Quando de meu primeiro emprego como jornalista, ao chegar na redação, lá encontrei Laerson Silva. Brincalhão, sempre com uma piada pronta, entremeando o disparo de observações em alta voz com longo silêncios. Isto era em 1979, na primeira Tribuna de Alagoas, fundada e dirigida por Noaldo Dantas, num estreito prédio de três andares, encravado na Rua do Sol.

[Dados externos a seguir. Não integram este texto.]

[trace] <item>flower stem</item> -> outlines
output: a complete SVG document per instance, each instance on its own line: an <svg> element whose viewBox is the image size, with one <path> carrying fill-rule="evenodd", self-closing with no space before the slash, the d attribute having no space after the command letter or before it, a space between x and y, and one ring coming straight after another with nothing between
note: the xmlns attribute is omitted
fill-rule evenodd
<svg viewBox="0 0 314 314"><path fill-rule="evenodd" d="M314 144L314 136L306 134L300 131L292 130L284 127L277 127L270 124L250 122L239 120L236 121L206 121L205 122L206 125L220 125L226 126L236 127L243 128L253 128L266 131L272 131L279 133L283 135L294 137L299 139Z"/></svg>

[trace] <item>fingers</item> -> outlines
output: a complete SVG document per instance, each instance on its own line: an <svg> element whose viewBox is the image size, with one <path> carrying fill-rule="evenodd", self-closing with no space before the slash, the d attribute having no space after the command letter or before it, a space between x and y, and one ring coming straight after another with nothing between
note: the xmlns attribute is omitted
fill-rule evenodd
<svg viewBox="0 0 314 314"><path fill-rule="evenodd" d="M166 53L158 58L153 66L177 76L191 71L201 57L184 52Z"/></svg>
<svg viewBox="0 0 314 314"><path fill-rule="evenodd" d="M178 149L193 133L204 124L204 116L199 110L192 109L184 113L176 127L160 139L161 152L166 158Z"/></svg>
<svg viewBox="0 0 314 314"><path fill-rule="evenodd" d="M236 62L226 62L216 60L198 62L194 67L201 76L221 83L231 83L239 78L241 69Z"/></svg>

Trinta anos depois, rarearam as oportunidades de rever Laerson Silva. Ontem, revi o colega através da própria mídia, infelizmente, como o pai do policial Anderson Lima, trucidado em plena Rua do Sol quando tentava impedir uma ação criminosa.
Dizer “meus pêsames” é pouco. Mas nada parece ser sufiente ou adequado a tamanha dor. Como já escrito, dito e repetido por muita gente realmente capacidada, pais não foram programados para entender a morte dos filhos, pois a lógica da Natureza indica que os filhos enterram os pais e não o inverso. Quem já teve a infelicidade de perder filhos, em quaisquer idades, sabe o que é isso.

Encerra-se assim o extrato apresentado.